In questo quadro già compromesso dal clima si inserisce l’azione umana, per meglio dire quella della Cina. Per risolvere con sufficienti o più generose irrigazioni le terre dello Yunnan e delle altre province attraversate dal corso superiore del Mekong, il governo ha da poco completato la costruzione e ha gà attivato da mesi in territorio laotiano due gigantesche dighe, in aggiunta alle 11 già presenti sul corso principale del fiume e, per buona misura, ai 123 sbarramenti progettati o in via di costruzione lungo tutto il bacino.
È da notare che, oltre ai benefici agricoli, la Cina intende alleviare la sete di milioni di cinesi, nonché usufruire dell’energia elettrica sfruttabile con le turbine ai piedi delle dighe. Solo riferendosi alle due costruzioni più recenti, la diga Xayaburi fornisce dall’ottobre scorso 1.285 megawatt (milioni di watt), mentre dalla Don Sahong si ricavano da gennaio 260 megawatt.
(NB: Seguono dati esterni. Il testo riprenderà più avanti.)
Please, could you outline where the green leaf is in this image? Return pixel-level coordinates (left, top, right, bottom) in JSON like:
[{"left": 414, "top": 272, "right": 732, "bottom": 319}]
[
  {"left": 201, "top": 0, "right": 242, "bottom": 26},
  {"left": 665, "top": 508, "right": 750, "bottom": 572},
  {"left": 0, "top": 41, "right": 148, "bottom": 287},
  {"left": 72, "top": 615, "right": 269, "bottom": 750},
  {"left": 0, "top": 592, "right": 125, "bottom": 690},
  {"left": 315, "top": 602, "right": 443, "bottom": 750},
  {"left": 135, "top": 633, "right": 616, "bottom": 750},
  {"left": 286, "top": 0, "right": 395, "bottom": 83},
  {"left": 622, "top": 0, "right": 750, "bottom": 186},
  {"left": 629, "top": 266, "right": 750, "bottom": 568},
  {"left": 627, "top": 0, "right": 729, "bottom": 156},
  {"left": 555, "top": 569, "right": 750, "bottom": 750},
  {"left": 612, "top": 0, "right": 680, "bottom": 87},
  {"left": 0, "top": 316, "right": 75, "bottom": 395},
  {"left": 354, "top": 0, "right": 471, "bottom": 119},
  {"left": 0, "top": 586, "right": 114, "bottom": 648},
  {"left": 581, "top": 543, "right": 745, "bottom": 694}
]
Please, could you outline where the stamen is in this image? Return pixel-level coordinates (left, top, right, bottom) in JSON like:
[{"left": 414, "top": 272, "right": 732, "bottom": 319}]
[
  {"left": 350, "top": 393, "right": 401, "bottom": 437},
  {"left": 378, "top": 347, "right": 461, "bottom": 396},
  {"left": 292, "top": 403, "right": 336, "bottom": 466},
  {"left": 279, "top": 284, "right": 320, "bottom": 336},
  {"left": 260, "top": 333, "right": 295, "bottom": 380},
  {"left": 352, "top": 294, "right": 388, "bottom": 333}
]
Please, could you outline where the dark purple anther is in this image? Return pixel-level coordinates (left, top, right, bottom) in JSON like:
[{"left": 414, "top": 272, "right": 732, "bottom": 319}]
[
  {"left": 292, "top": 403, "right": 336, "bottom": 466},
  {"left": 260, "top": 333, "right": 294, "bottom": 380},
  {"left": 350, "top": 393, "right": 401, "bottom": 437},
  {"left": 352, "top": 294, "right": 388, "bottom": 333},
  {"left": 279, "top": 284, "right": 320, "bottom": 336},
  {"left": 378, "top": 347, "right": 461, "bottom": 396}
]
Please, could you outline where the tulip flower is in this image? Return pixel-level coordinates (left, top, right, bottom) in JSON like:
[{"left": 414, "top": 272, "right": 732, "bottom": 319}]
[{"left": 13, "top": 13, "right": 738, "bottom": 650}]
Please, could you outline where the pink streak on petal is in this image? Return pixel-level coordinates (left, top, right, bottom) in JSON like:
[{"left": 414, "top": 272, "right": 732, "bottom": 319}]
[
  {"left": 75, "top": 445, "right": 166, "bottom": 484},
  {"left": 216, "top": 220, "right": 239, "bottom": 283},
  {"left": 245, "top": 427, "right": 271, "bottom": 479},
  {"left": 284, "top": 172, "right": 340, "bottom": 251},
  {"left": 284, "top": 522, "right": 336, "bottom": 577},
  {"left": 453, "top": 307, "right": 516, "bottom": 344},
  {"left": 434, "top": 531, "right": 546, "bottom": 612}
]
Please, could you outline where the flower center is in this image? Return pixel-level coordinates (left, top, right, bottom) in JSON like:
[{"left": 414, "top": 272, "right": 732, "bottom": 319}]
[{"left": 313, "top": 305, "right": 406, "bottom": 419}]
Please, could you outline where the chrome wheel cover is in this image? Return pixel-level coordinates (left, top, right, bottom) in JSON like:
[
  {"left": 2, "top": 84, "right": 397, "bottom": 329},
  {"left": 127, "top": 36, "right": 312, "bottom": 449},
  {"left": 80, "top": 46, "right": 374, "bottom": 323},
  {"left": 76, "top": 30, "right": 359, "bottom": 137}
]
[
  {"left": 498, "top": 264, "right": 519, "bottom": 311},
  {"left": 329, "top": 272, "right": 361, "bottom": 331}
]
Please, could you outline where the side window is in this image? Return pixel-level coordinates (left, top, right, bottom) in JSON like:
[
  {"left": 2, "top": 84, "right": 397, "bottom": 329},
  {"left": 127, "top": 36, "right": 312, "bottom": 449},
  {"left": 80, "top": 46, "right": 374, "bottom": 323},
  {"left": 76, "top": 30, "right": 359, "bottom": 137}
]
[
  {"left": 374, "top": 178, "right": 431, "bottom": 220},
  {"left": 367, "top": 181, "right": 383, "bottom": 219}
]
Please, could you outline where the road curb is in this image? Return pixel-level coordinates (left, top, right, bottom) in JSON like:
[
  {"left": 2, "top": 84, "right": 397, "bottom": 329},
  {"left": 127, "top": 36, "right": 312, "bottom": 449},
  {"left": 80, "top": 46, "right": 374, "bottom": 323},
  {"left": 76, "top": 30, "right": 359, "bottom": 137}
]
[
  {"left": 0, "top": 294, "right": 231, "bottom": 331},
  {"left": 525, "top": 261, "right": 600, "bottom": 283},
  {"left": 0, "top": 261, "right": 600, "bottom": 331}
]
I benefici per la Cina e per i paesi sotto la sua influenza economica e politica si traducono in svantaggi per le regioni indocinesi a valle e, in particolare, per il delta del Mekong.
Le dighe rallentano il corso del fiume e dei suoi numerosi rami derivati. È in pericolo oltre il 60% del pescato, la parte minore destinata all’esportazione e la maggiore consumata dalle popolazioni locali. Oltre al riso, possono soffrire per la scarsità idrica le piantagioni di caucciù, caffè, juta, pepe, tabacco, cotone, palme da cocco e palma da zucchero.
La dimensione del problema energetico ed economico costituisce una disputa e una causa di attrito tra i governi della Cina e degli Stati Uniti. Non è difficile capire che è in gioco l’influenza geopolitica delle due grandi potenze economiche e militari sull’intera penisola indocinese.
Mentre la Cina, con la sua piattaforma economica regionale, la Lancang-Mekong Cooperation, ha stanziato un finanziamento di 300 milioni di dollari, gli USA, con la Lower Mekong, ne hanno pianificati 120. “Eyes on Earth”, una società di ricerca e consulenza specializzata nelle indagini sulle risorse idriche, ha pubblicato uno studio finanziato dal governo degli Stati Uniti, asserendo che la Cina controlla il flusso del fiume nei paesi a valle, danneggiando la loro economia. Il governo cinese ha reagito contestando la validità della ricerca americana e sostenendo il contrario, cioè i benefici apportati con le sue grandi dighe.